VESUVIO, LA SOAVE SPADA DI DAMOCLE - «O

venerabile montagna. Più bella e dolce e morbida di quante mai ho vedute. Stai materna chioccia pacifica a tutela di questo mare, di questa terra, di questa città. Dove mai aveva il capo Leopardi quando ti chiamò "formidabil monte" e "sterminator Vesevo"?». Così Alberto Savinio, dalla nave che lo portava a Capri, salutava il Vesuvio. E certo, a guardarlo tutto azzurro in una delle tante belle giornate napoletane, merita tanta ammirazione. Anche io, guardando la linea delicata dei suoi fianchi e la posa indolente con cui si staglia sullo sfondo del golfo, ho pensato, nientedimeno, a Paolina Borghese, del Canova, sdraiata sulla sua dormeuse!
Chi lo direbbe che quella montagna, che si mostra in posa così seducente, contiene in sé una forza mostruosa, una capacità distruttiva pari a quella di un’atomica, e chi lo direbbe che quella sua apparente sonnolenza è invece la sonnolenza di una belva che, se destata, ti divorerà. E mi domando dove mai aveva il capo Alberto Savinio quando chiama lo «sterminator Vesevo» di Leopardi «dolce chioccia pacifica» e nume tutelare della città.
La verità è che a Napoli, la città bifronte, la città che ha due facce come il dio Giano, è facile essere abbagliati e respinti, e anche il Vesuvio si presenta allo sguardo con questa ambiguità. Finge e illude, come la strega cattiva delle favole, presentandosi nelle vesti di una donna bellissima, e questo dura da molto tempo, tanto che i napoletani si sono abituati alla sua docilità. Lo trattano come un elemento del paesaggio, che fa parte della bellezza del panorama, si abbandonano alla sua seduzione, si fidano, e tanto si sono fidati che ai piedi del Vesuvio hanno costruito paesi e città che per numero di abitanti raggiungono i settecentomila.

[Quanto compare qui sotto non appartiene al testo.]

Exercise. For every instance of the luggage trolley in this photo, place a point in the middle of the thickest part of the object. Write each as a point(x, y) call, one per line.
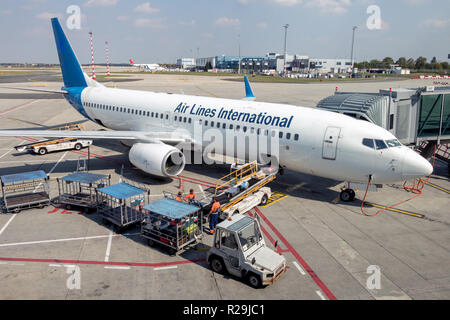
point(121, 204)
point(25, 190)
point(171, 223)
point(79, 189)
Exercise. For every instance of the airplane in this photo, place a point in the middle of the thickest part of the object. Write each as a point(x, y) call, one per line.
point(154, 125)
point(147, 66)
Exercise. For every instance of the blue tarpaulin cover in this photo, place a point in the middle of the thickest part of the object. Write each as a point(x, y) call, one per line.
point(24, 176)
point(122, 191)
point(171, 208)
point(84, 177)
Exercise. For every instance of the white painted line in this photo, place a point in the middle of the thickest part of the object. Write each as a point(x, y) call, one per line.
point(108, 247)
point(320, 295)
point(299, 268)
point(7, 223)
point(58, 240)
point(51, 170)
point(118, 268)
point(17, 107)
point(165, 268)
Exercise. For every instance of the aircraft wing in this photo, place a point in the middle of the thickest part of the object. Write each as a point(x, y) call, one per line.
point(143, 136)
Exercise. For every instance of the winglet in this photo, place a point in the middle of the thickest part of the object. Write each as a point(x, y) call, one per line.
point(70, 67)
point(248, 90)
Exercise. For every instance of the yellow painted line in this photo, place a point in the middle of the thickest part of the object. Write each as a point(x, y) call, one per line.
point(437, 187)
point(417, 215)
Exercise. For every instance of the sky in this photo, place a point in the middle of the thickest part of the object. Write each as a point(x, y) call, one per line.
point(160, 31)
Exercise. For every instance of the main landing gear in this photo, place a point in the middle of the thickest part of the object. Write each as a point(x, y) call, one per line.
point(347, 195)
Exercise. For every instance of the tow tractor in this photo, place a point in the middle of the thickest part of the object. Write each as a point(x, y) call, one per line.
point(240, 250)
point(43, 147)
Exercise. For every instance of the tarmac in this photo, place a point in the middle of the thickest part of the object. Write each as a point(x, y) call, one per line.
point(330, 247)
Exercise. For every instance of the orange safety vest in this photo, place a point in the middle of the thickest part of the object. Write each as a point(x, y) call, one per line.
point(215, 207)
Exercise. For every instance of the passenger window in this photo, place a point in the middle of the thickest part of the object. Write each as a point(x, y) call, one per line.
point(368, 143)
point(380, 144)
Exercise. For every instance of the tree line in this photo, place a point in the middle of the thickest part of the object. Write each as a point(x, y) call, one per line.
point(421, 63)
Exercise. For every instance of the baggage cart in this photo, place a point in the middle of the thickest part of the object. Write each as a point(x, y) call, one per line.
point(171, 223)
point(122, 205)
point(79, 189)
point(25, 190)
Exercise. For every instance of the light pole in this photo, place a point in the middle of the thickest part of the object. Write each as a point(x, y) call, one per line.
point(353, 42)
point(285, 52)
point(239, 52)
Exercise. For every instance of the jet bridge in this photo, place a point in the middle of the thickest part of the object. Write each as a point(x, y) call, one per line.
point(413, 115)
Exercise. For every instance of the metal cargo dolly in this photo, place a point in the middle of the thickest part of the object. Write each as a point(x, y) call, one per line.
point(121, 204)
point(172, 223)
point(25, 190)
point(79, 189)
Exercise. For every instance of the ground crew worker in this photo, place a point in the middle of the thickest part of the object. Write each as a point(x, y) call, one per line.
point(190, 197)
point(214, 216)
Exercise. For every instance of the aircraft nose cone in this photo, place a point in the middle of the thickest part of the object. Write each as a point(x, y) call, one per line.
point(415, 166)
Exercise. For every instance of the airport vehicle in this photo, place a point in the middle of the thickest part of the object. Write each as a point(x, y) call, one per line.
point(25, 190)
point(147, 66)
point(44, 147)
point(158, 126)
point(78, 189)
point(173, 224)
point(239, 249)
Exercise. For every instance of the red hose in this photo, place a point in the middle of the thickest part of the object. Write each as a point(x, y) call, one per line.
point(415, 188)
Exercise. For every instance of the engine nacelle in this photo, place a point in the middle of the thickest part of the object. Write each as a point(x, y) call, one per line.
point(157, 158)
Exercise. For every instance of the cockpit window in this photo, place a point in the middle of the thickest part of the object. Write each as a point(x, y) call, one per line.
point(380, 144)
point(393, 143)
point(368, 143)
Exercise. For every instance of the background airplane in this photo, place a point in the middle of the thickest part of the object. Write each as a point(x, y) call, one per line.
point(147, 66)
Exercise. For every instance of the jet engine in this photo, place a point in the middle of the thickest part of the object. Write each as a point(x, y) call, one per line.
point(157, 158)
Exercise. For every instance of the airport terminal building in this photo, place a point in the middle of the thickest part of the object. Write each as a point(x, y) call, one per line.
point(275, 62)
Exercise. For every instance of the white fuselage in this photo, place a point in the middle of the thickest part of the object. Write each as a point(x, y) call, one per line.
point(313, 141)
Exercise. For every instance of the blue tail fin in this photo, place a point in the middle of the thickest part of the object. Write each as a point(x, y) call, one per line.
point(248, 90)
point(70, 67)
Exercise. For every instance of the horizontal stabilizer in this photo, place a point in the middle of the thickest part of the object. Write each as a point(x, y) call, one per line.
point(37, 90)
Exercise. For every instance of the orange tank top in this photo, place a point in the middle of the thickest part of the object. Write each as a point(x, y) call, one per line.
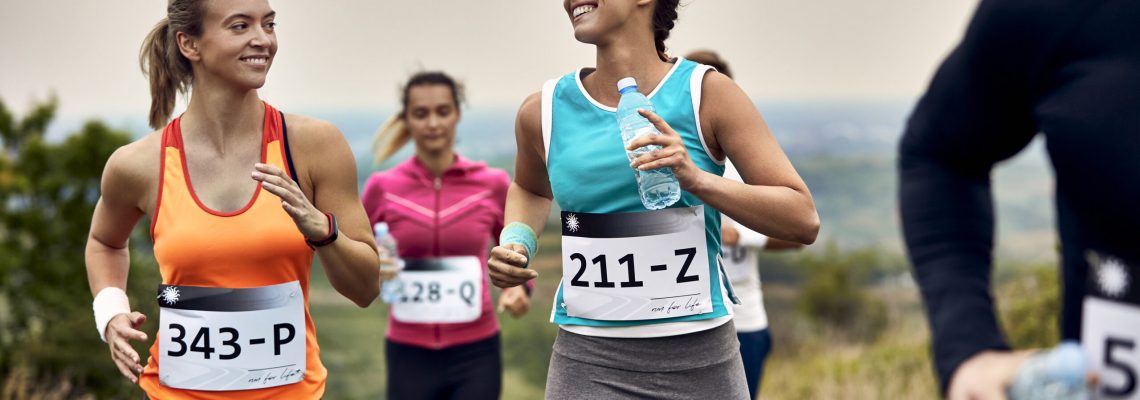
point(258, 245)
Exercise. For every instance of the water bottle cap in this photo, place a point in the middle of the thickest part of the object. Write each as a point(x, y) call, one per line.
point(625, 82)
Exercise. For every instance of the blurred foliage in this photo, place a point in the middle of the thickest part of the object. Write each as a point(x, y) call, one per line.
point(1029, 305)
point(49, 189)
point(832, 293)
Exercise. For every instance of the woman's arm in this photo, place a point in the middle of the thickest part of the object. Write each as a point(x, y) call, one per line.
point(772, 201)
point(107, 253)
point(351, 261)
point(528, 201)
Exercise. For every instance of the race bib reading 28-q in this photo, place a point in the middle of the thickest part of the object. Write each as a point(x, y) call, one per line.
point(440, 291)
point(1110, 326)
point(635, 266)
point(216, 339)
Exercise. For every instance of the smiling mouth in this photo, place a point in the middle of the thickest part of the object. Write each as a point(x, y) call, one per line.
point(255, 59)
point(583, 9)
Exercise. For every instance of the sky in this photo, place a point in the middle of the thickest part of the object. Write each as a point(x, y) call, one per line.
point(351, 55)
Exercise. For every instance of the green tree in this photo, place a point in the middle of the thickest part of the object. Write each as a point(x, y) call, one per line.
point(48, 192)
point(836, 295)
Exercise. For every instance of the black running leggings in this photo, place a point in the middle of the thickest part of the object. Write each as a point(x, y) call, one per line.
point(471, 370)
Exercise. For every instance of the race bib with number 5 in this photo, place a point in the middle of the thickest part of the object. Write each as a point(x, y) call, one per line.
point(1110, 326)
point(635, 266)
point(216, 339)
point(439, 291)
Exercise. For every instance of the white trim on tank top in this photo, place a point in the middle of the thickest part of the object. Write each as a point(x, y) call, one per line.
point(694, 89)
point(547, 115)
point(650, 329)
point(577, 78)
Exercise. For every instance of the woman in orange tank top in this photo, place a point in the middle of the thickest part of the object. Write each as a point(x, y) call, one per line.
point(236, 218)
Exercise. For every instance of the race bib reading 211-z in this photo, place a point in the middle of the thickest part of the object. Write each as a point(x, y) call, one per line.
point(1110, 326)
point(637, 266)
point(216, 339)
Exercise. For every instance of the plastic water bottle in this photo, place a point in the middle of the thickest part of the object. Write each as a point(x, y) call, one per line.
point(393, 288)
point(1057, 374)
point(658, 188)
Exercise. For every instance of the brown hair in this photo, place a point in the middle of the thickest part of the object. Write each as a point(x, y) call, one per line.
point(393, 135)
point(665, 16)
point(710, 58)
point(163, 63)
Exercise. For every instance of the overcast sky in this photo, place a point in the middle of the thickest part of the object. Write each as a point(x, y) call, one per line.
point(352, 54)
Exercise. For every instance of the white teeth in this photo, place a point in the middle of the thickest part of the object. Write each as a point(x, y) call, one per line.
point(583, 9)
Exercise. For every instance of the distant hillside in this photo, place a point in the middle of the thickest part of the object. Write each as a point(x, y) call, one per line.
point(844, 150)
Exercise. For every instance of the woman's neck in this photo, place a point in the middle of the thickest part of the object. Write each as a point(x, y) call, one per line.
point(437, 162)
point(627, 56)
point(219, 115)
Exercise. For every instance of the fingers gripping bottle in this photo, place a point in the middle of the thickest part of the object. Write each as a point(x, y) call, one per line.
point(658, 187)
point(392, 288)
point(1056, 374)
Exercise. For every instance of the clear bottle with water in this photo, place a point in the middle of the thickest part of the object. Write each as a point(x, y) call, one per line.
point(1057, 374)
point(391, 288)
point(658, 187)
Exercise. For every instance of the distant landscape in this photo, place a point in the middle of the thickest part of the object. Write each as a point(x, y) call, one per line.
point(845, 152)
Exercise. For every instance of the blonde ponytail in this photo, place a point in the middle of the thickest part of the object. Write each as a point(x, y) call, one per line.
point(161, 60)
point(390, 138)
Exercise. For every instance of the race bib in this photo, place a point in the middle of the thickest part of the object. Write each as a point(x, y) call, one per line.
point(1110, 326)
point(635, 266)
point(216, 339)
point(439, 291)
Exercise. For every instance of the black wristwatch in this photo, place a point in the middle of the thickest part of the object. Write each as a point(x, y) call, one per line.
point(333, 233)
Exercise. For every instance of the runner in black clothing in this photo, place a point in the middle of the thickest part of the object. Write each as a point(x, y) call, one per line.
point(1071, 71)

Invano si è cercato con varie proposte e lusinghe di allontanare qualcuno di quegli abitanti dalla sua casa, ma è stato inutile. I napoletani sono spensierati su questo punto, non credono che il Vesuvio li tradirà, e chi pensa il contrario è per loro uno iettatore, un menagramo. Ma i vulcanologi sono di parere contrario, dicono che non si sa quando, ma è certo che il Vesuvio si sveglierà, e che sarà terribile, perché il Vesuvio, tra i tanti vulcani dormienti, è quello che ha più forza inesplosa, ed è uno tra i più temibili.

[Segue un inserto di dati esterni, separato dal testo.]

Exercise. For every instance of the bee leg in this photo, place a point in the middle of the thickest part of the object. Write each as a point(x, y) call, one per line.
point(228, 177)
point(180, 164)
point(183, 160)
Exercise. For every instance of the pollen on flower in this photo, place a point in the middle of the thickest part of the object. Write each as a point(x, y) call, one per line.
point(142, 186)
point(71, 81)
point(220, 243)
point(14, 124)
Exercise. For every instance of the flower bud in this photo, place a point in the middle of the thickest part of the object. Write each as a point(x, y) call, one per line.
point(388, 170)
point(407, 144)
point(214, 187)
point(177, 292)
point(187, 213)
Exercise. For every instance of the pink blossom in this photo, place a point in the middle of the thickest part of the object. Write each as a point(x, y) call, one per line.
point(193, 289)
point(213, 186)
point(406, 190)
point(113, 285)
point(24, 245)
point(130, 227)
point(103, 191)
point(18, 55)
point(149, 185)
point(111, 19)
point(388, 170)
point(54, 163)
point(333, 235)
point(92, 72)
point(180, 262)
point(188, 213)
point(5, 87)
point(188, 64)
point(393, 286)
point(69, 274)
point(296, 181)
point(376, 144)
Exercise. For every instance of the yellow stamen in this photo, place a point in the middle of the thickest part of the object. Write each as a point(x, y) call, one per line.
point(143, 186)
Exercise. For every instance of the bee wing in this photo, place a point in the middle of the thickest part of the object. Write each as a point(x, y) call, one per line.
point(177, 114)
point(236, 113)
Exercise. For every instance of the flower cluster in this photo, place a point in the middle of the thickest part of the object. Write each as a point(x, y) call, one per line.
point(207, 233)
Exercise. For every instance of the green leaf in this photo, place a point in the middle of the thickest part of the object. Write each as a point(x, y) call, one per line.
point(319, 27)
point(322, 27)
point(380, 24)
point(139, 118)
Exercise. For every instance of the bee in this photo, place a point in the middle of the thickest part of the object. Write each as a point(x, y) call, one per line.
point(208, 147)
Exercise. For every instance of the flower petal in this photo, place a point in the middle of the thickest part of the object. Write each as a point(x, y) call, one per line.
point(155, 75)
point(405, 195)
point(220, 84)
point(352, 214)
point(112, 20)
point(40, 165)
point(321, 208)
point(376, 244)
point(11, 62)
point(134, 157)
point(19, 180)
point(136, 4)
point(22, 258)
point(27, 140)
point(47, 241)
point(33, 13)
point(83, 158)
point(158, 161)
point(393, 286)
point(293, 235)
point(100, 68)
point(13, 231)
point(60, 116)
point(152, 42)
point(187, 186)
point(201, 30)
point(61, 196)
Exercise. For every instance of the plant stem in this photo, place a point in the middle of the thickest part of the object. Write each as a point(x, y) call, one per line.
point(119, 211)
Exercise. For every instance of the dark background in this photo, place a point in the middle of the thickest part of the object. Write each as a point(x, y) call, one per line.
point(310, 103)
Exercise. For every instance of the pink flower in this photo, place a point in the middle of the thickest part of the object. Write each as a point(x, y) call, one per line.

Di fronte a questo stato di cose, che mette Napoli in una posizione di incertezza maggiore di quella dello Stato d’Israele sotto la minaccia dell’atomica iraniana, sembra strana l’apparente indifferenza dei napoletani. Poco si dice su cosa si farà se la catastrofe temuta si verificherà; poco si sa di come avverrà l’evacuazione della popolazione, quella della zona rossa, più esposta alla furia del vulcano; dove andrà questa gente, quali strade di fuga percorrerà, quanto tempo avrà a disposizione per fuggire, chi l’accoglierà. Certo la cosa non avrà le dimensioni, pur terribili, dei recenti terremoti, sarà qualcosa di biblico, che non si può nemmeno immaginare.

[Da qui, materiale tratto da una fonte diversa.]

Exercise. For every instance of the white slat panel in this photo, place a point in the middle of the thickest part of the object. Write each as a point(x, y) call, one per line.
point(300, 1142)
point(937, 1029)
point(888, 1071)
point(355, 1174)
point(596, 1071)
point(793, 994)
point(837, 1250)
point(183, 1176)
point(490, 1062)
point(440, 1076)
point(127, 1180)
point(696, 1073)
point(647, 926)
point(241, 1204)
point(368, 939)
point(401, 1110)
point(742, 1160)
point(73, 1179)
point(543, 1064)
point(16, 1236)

Tra le tante disgrazie che affliggono Napoli bisognerà mettere in conto anche questa? Man mano che il tempo passa si è insinuata nella mente di alcuni napoletani, più nervosi o più preveggenti, una specie di sotterranea ossessione, e c’è chi scrive continue lettere alle autorità, anche europee, per attirare l’attenzione su questi problemi, o chi cerca in vari modi l’appoggio dell’opinione pubblica per smuovere l’inerzia di chi dovrebbe «fare qualcosa». Giorni fa, il 4 luglio, ne ha parlato sul «Corriere della Sera» Gian Antonio Stella, io stesso ne ho scritto qualche volta. Ma a che serve? È diventato, per alcuni, perfino banale accennarvi. Un napoletano più fatalista degli altri, da me interrogato sull’argomento, mi ha risposto infastidito: «Un’eruzione? Potrebbe essere una soluzione».